2018/8/4の1日5分ビジネス英語で、表記のトピックスが掲載されていました。

https://matt-english.com/podcast/20180804

(引用は『』でくくります。 太字と改行は筆者挿入、以下同様)

『ハンチントンに拠点を置く企業の共同創設者、マーク・クローニンと息子のジョンは、独創的なソックスを販売して、わずか18か月で340万ユーロを稼いだ。しかし、彼らの物語が特別なのはそれが理由ではない。彼らは二人ともダウン症候群だが、その状態にも関わらず、成功した。』

と、ダウン症の親子が障害を乗り越えて、事業で成功した様子を語っています。

また、この二人が創設したソックス販売企業は、身体障害者を社員の半分以上の割合で雇用するなど、障害者への援助にも熱心とのこと、障害や高齢者などの問題に取り組んでいる方や団体にとっても励みになる話かと思います。

 

● 意味で結びつくものは記憶に残りにくく、ストーリでは覚えやすい

このような、ストーリー性のある企業紹介は印象に残りやすく、また好感も得やすいですね。

「覚えない記憶術」(樺沢紫苑著)では、

記憶には
「意味記憶」
(例えば、「アップル=りんご」というように英単語を覚えるときの記憶)と、
「エピソード記憶」
(過去の体験など、ストーリー性のある一連のエピソードで覚えるときの記憶)

の2つの記憶があり、エピソード記憶のほうが意味記憶よりも覚えやすく、記憶に残りやすい(忘れにくい)と説いています。


これは、勉強などだけでなく、マーケティングにも応用できますね。

今回のソックス販売企業においても、創業者や創業のエピソードが、この企業のプロモーションに大きく貢献しているものと想定されます。

 

● エピソード記憶に変えるために、ストーリーを提供する

では、お客様や取引先などの「エピソード記憶」に自社を残してもらうにはどうすればよいでしょうか?

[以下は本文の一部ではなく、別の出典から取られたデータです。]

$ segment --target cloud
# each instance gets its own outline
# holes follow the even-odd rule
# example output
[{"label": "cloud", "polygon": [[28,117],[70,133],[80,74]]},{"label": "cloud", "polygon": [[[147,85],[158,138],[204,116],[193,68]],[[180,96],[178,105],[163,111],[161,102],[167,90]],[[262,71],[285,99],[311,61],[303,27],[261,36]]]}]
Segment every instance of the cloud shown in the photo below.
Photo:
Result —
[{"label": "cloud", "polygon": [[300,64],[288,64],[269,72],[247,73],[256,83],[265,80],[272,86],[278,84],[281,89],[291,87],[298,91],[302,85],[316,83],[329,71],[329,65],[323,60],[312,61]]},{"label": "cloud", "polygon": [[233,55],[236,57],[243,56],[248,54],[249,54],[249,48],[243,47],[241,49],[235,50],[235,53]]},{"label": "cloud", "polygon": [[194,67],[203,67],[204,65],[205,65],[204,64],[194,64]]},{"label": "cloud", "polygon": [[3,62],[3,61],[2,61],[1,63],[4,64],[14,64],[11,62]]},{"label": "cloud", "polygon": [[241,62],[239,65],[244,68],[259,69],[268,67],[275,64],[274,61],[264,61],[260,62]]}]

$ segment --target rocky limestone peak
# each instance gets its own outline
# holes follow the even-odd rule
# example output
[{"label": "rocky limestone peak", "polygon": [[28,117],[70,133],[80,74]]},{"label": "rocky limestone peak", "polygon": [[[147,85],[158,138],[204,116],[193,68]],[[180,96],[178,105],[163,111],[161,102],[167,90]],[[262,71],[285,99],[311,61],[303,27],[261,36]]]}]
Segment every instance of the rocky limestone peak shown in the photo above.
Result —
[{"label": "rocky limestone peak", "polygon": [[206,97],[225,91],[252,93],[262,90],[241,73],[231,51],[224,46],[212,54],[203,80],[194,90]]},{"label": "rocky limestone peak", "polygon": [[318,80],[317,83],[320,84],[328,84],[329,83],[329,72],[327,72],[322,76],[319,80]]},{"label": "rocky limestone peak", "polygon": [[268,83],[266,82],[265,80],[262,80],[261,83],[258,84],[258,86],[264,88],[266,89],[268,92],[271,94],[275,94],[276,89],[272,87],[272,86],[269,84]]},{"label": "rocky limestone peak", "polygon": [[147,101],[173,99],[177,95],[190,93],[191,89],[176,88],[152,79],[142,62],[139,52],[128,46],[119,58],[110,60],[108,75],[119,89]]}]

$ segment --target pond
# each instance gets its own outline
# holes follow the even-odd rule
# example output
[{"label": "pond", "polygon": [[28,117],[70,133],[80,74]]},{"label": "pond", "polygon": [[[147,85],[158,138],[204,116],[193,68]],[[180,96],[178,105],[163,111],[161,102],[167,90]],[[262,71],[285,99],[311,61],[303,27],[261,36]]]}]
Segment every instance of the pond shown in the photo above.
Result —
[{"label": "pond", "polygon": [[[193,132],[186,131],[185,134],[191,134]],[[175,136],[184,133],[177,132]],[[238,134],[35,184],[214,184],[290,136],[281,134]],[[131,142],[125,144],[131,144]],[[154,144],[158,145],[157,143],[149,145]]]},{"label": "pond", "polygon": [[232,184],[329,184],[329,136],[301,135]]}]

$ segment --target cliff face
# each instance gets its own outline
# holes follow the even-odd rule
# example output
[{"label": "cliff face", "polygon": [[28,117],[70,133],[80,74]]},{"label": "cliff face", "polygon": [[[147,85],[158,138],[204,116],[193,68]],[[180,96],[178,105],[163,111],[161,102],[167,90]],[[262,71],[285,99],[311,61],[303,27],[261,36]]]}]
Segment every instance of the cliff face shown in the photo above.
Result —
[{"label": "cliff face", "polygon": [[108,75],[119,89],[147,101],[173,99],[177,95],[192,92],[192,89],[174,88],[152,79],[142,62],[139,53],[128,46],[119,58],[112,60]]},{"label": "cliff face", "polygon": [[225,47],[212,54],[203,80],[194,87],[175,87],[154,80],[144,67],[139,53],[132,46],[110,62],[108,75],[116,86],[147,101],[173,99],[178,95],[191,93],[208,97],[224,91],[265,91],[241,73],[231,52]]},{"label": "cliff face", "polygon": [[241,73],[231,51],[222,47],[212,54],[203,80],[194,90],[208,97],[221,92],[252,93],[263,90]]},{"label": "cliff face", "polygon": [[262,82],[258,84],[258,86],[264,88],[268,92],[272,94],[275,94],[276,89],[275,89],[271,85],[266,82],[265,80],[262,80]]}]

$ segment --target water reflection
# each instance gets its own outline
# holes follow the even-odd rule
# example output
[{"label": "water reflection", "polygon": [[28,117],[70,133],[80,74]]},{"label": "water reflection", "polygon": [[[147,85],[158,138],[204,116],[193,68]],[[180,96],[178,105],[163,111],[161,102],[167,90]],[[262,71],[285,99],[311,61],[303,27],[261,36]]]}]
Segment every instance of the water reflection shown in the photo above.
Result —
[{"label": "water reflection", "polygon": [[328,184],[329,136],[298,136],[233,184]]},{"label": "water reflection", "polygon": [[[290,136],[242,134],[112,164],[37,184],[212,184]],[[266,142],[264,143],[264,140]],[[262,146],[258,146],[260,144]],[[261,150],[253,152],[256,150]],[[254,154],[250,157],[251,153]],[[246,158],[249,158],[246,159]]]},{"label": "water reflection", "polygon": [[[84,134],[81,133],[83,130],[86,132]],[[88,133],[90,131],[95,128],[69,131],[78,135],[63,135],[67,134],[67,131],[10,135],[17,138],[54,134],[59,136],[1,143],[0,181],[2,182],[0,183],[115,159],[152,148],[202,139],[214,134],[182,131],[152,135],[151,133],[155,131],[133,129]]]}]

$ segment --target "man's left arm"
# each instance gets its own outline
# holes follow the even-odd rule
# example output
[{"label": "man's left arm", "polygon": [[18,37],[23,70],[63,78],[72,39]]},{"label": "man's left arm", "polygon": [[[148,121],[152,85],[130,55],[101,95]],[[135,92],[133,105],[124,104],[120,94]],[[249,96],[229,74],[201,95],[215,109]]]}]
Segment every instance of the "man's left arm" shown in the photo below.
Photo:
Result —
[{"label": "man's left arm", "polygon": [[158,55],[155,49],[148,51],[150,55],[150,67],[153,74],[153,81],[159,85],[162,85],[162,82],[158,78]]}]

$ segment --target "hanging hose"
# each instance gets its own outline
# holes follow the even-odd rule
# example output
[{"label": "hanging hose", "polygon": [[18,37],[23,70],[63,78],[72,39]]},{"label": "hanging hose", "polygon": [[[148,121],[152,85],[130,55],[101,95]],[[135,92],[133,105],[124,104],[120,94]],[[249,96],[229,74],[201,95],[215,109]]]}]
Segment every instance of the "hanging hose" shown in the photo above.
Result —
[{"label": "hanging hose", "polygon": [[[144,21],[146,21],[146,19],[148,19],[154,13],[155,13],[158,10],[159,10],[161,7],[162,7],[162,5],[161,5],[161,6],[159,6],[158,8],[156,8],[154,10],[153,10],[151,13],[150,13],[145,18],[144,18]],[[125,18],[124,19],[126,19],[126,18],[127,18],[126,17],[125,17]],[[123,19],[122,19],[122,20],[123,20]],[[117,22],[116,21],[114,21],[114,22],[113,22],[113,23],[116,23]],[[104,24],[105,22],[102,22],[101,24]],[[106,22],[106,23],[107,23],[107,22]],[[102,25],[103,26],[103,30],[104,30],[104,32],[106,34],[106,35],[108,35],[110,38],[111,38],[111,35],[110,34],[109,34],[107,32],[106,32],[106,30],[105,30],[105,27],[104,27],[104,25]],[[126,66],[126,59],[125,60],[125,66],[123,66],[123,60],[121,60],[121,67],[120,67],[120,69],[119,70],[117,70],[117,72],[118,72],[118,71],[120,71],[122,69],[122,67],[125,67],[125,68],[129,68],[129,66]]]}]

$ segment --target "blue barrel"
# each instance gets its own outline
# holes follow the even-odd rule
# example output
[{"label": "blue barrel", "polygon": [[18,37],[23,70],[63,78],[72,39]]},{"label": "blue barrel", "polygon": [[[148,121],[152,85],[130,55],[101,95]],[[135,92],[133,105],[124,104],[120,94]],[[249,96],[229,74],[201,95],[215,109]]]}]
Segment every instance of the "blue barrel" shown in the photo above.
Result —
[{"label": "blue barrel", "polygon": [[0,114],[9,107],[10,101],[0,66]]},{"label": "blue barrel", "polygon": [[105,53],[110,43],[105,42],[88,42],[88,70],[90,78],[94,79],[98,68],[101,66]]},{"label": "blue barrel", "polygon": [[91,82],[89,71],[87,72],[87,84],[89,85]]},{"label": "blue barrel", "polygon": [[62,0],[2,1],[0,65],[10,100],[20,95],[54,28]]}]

一つは、自分自身の体験を語る、お客様の体験を語るというのがあるかと思います。

これは「お客様の声」の掲載などで、既に多くの企業が行っているところです。

以前、2014年に、
フリーライター・編集者である小山田裕哉氏は、
「ラグジュアリーに学ぶ「安売りせずにどうやってモノを売るか」」

https://m.huffingtonpost.jp/digital-board/post_7836_b_5514005.html
というコラムで、
『「物語」とか「世界観」、そういうものが重要になってくる。その例として、そうした動きの走りだったのが「無印良品」。無印良品の無地のTシャツって、機能的にはほかのブランドでもいいはず。何も書いてないわけだし。それでもあえて無印良品を選ぶのは、無印を買うことが、無印的な世界観に対する「支持の表明」になっているんです。』
と、無印良品やアップルを例に上げて、「物語」や「世界観」が消費者の支持・共感を得る上で重要になっていると説いています。

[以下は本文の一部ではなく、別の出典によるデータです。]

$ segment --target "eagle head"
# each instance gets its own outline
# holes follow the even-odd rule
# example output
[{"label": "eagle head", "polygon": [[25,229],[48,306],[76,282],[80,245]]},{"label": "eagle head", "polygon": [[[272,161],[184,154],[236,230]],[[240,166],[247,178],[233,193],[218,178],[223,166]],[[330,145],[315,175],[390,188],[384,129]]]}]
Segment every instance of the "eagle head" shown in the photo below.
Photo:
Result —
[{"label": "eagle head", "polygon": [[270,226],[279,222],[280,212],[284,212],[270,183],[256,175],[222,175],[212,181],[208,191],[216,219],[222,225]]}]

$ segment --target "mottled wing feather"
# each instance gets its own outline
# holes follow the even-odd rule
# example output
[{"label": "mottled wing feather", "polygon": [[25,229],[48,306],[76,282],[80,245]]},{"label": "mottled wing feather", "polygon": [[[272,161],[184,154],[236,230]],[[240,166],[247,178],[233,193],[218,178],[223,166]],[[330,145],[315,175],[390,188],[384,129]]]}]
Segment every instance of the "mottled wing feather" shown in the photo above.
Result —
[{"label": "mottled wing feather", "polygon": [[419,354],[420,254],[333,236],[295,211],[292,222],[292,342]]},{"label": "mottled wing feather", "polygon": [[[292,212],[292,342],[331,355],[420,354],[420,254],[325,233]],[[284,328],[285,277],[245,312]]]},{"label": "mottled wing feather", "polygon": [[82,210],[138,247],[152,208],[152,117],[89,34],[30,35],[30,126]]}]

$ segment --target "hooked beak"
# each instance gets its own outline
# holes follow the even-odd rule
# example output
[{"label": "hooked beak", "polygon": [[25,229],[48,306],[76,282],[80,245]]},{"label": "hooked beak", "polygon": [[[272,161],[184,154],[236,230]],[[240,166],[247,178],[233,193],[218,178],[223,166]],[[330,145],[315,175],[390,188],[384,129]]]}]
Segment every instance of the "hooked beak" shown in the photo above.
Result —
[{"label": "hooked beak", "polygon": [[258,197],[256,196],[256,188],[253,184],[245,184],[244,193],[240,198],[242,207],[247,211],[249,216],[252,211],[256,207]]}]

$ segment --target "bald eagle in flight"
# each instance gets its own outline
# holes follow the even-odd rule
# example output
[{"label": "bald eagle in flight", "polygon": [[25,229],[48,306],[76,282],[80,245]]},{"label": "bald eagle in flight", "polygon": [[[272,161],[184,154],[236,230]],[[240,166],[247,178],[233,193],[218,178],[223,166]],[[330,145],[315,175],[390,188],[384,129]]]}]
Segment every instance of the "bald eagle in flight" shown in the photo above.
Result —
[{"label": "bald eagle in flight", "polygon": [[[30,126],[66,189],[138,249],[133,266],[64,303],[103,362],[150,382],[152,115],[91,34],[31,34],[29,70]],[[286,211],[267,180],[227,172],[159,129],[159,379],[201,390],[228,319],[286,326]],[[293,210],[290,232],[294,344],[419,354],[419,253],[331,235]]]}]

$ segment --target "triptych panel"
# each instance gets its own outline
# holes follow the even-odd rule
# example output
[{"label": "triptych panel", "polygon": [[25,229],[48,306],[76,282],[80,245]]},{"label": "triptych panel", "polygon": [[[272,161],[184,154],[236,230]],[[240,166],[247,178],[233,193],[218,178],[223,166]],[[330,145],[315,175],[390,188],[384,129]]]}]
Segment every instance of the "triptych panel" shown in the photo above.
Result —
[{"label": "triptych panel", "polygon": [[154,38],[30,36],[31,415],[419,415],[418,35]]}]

また、自社のビジョンを語る際にも、先程の自社の体験、お客様の声などを、
世界観という形に集約して、物語で伝えるという方法は大変有効かと思います。

 

● 体験の「意味・解釈」を変える

「いい緊張は能力を2倍にする」(樺沢紫苑著)

では、

過去の体験自体は変えられないが、その解釈を変えることで、成功体験に転換させ、その積み上げによって自信を付けて、適度な緊張を保つ方法を紹介しています。

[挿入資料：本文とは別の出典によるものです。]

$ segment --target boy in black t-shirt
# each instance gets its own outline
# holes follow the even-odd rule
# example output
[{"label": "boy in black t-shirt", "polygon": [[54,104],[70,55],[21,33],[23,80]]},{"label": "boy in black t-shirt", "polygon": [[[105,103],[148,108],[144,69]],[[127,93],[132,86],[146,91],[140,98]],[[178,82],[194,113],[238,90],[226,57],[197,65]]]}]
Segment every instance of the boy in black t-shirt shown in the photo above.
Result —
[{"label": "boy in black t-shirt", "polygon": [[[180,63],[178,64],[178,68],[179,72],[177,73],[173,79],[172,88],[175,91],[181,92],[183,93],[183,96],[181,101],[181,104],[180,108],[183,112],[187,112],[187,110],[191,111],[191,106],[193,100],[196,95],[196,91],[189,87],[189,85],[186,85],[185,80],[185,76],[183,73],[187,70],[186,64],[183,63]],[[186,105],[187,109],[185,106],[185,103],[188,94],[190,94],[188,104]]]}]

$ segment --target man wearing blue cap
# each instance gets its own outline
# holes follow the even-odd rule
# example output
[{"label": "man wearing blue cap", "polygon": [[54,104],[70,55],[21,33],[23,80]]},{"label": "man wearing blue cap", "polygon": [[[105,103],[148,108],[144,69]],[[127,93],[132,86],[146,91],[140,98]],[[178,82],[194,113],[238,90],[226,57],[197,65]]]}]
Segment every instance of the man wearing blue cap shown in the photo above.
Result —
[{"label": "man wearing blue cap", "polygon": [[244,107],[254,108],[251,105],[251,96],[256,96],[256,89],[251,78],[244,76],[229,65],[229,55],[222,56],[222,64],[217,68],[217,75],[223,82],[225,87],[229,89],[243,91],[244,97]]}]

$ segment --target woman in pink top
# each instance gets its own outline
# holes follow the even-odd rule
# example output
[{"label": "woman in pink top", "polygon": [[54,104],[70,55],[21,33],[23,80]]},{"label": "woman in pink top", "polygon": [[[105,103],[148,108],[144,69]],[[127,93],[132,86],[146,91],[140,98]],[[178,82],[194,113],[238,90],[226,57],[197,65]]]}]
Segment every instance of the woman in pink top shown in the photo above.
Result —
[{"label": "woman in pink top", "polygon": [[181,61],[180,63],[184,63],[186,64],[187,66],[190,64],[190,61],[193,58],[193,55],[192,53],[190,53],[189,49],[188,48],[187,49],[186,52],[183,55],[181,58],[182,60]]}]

このように、自社内、あるいはお客様が自社に関連して持っている体験自体は変えられなくとも、ビジョンや自社の取り組みの説明、相手が持っている体験に対する解説等によって、体験の意味・解釈を変えることで、自社に対する好悪、印象を変えることも可能になってきます。

そして、このようなビジョンを物語として語る上で、知的資産経営報告書の価値創造ストーリーも有効なツールの一つと考える次第です。